Press Release: IMF Mission Concludes Discussions on Program Review with Mozambique
October 29, 2010Press Release No. 10/405
October 29, 2010
An International Monetary Fund (IMF) mission visited Mozambique during October 19-29, 2010 to conduct the first review under the new three-year Policy Support Instrument (PSI) which was approved in June. Policy discussions were held with the Minister of Finance, Hon. Manuel Chang; the Minister of Planning and Development, Hon. Aiuba Cuereneia; the Governor of the Central Bank of Mozambique, Hon. Ernesto Gouveia Gove; and other senior government officials. The mission also held meetings with representatives of the private sector, civil society, and development partners. The mission briefed the Prime Minister, Hon. Aires Bonifácio Baptista Aly, on the mission’s findings.

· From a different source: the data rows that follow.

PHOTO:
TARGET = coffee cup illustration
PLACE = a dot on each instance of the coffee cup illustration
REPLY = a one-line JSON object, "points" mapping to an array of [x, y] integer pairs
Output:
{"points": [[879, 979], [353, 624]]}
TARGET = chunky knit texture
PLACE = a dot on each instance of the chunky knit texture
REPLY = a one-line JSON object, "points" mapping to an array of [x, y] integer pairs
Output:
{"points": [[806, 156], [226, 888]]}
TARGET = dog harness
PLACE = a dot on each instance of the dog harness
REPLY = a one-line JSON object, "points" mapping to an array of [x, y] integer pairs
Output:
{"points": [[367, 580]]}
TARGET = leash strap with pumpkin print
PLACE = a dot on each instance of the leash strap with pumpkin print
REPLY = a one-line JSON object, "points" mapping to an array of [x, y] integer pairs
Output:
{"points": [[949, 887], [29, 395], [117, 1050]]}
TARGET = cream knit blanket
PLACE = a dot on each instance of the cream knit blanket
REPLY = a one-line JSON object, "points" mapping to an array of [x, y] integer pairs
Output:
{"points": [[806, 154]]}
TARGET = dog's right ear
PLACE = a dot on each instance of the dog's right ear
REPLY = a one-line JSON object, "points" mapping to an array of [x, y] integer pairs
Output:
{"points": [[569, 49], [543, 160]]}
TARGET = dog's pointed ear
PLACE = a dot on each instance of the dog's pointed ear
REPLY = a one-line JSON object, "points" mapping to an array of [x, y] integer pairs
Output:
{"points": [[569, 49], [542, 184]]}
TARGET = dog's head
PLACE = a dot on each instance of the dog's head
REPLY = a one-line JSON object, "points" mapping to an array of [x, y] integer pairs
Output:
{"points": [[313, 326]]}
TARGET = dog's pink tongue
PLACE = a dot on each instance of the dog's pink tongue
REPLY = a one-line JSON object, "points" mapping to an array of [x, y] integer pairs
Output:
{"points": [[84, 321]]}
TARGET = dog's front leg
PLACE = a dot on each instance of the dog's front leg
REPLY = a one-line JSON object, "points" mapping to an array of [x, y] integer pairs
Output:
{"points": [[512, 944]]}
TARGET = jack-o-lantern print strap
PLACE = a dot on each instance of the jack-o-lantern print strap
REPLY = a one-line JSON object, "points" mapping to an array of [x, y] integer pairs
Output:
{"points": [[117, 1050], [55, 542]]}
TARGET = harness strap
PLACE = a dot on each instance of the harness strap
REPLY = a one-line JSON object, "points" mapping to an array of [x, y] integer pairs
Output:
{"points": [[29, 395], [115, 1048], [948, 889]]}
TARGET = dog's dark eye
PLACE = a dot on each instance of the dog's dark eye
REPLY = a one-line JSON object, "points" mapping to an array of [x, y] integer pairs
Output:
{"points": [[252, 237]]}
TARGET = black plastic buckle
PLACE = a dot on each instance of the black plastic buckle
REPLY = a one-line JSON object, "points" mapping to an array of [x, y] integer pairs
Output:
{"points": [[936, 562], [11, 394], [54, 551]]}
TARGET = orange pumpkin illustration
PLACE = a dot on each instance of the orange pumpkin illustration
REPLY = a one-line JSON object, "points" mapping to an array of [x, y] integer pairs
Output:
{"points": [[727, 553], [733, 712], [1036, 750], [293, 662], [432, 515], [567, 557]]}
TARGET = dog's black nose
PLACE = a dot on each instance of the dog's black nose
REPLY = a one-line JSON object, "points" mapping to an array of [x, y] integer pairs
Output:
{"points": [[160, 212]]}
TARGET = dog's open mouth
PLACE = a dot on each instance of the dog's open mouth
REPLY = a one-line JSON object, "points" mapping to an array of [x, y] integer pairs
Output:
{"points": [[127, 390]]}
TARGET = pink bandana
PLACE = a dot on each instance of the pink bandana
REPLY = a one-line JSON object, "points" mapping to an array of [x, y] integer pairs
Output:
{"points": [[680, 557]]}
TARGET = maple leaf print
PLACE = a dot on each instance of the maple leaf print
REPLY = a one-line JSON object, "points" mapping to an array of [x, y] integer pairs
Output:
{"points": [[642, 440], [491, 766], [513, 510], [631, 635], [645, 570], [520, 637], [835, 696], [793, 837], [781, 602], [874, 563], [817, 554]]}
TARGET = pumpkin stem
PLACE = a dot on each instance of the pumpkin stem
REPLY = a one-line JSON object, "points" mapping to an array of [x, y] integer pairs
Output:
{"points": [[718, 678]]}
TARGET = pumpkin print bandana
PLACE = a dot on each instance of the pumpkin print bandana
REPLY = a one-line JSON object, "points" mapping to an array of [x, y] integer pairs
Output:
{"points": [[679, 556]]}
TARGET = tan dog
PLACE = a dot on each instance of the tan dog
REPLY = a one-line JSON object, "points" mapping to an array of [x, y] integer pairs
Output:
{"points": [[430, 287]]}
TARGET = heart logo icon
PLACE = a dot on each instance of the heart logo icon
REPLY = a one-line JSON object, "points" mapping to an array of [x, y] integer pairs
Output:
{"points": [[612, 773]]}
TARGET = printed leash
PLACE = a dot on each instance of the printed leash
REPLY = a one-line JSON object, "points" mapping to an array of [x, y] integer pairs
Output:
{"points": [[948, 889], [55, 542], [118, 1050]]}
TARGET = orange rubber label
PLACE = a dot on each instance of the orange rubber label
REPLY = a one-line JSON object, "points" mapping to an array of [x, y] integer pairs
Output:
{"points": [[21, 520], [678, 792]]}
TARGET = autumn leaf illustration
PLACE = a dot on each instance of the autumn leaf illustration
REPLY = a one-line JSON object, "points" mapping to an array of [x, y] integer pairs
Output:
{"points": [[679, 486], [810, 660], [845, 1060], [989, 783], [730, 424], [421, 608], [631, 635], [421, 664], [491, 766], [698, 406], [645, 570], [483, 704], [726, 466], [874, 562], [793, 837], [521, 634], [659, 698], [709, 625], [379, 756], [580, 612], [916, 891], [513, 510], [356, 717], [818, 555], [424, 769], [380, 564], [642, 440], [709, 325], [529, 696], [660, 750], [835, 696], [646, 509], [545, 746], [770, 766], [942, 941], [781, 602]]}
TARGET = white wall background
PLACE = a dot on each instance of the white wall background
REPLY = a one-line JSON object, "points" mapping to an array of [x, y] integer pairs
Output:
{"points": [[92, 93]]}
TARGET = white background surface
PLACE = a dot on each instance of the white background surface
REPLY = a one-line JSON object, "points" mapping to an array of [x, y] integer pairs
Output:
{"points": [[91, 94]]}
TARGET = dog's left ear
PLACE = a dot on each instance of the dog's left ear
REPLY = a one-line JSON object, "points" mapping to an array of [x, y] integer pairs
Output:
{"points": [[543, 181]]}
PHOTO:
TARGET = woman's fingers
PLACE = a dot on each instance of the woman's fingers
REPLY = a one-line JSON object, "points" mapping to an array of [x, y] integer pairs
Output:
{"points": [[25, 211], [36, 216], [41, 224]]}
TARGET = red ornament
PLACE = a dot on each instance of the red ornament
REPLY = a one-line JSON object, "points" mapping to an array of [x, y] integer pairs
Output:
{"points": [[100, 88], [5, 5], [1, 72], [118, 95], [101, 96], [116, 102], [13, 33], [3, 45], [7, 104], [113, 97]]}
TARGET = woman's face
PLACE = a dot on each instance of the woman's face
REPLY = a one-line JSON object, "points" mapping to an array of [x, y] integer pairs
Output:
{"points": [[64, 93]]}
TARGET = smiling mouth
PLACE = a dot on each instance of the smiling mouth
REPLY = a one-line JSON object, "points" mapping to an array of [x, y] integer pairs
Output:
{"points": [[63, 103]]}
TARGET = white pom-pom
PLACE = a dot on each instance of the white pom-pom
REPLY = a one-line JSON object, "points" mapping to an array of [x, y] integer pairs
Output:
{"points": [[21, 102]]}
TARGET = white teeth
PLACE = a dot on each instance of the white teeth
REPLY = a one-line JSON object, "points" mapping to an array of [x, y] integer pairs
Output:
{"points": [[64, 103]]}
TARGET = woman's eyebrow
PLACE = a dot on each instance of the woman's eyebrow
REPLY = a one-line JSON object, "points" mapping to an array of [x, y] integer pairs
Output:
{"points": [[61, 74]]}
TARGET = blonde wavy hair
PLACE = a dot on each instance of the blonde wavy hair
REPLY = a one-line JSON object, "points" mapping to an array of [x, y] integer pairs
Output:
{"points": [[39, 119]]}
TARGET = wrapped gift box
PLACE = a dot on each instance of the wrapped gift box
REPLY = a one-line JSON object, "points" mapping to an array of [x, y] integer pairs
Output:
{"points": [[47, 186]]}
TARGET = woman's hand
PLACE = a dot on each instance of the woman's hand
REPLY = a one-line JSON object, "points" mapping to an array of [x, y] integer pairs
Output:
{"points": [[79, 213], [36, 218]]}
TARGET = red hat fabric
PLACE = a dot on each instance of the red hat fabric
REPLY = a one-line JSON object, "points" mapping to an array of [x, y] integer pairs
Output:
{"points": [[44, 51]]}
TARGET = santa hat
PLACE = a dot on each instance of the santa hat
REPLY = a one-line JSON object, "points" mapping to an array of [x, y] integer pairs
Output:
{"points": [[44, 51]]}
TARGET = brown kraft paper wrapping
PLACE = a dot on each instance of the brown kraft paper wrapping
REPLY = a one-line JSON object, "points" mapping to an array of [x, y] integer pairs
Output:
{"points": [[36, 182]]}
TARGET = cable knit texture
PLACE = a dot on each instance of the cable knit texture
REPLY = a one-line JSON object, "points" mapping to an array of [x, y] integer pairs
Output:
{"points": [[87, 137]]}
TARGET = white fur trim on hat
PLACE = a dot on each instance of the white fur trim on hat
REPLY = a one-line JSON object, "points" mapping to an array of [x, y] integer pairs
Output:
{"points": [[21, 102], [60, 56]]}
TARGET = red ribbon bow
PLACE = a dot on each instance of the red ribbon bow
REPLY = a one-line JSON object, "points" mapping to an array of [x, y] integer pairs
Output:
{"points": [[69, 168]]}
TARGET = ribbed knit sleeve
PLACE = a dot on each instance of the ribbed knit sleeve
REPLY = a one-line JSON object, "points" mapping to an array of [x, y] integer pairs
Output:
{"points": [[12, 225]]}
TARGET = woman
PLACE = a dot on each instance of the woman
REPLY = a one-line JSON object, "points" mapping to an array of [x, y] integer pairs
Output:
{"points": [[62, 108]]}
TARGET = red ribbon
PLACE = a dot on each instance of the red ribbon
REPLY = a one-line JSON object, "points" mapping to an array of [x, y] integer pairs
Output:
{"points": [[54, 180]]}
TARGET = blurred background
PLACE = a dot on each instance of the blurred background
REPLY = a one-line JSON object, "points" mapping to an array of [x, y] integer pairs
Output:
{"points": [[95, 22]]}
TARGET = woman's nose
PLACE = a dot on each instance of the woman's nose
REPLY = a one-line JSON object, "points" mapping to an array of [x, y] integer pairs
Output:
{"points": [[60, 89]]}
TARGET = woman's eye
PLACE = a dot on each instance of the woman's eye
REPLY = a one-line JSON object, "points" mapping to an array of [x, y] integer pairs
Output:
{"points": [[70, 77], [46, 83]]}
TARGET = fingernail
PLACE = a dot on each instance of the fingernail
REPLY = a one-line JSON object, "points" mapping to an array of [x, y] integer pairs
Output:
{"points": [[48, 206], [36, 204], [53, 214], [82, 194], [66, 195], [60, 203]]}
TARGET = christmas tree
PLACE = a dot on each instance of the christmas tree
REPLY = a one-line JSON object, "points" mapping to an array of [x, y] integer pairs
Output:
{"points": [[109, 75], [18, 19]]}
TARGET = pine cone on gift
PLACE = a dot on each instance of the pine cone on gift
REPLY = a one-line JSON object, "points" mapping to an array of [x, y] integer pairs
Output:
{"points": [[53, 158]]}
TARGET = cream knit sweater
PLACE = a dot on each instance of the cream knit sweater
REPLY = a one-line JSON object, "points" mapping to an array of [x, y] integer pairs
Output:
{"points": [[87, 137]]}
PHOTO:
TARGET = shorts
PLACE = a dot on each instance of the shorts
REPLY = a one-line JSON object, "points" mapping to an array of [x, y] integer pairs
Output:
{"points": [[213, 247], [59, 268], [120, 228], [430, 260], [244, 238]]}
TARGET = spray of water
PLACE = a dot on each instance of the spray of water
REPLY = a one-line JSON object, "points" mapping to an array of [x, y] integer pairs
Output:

Mr. Johannes Mueller, Mission Chief for Mozambique, issued the following statement in Maputo at the conclusion of the mission on October 29:
“Mozambique’s economic performance remains strong, notwithstanding a difficult external environment. Economic growth could exceed 7 percent in 2010 and is projected to accelerate to 8 percent over the medium term. A recovery in external demand, rising private capital inflows, and continued strong donor support should improve Mozambique’s external accounts and bolster its international reserves at comfortable levels. Nonetheless, the accommodating monetary and fiscal policies adopted in the wake of the global crisis, together with balance of payments pressures, contributed to a depreciating exchange rate and a rise in inflation, which has placed a considerable burden on the most vulnerable segments of the population.
“With economic growth on a solid footing, the mission supports the authorities’ intention to counter the emergence of inflationary expectations through a tightening of their macroeconomic policies. This should help return headline inflation to single-digits next year. Supporting the Bank of Mozambique’s unwinding of the monetary stimulus adopted during the global crisis, the government intends to further strengthen its revenue collections and prioritize its spending in an effort to reduce the primary domestic fiscal deficit in 2011. The mission welcomes that spending will favor the priority social sectors and infrastructure investment in an effort to strengthen the country’s productive base and provide a catalytic effect for private sector activity. The program’s structural reform focus will continue to be on public financial management, tax policy and administration, debt management, and a strengthening of the financial sector.
“The mission commends the authorities’ dedication to drafting a new Poverty Reduction Strategy over the next few months, in close consultation with the private sector, civil society, and development partners. It considers the new strategy a welcome opportunity to work towards making Mozambique’s impressive economic growth more inclusive, with a view to generating employment opportunities and improving household livelihoods.
“The IMF's Executive Board is scheduled to discuss the first PSI program review under the new program in December 2010.”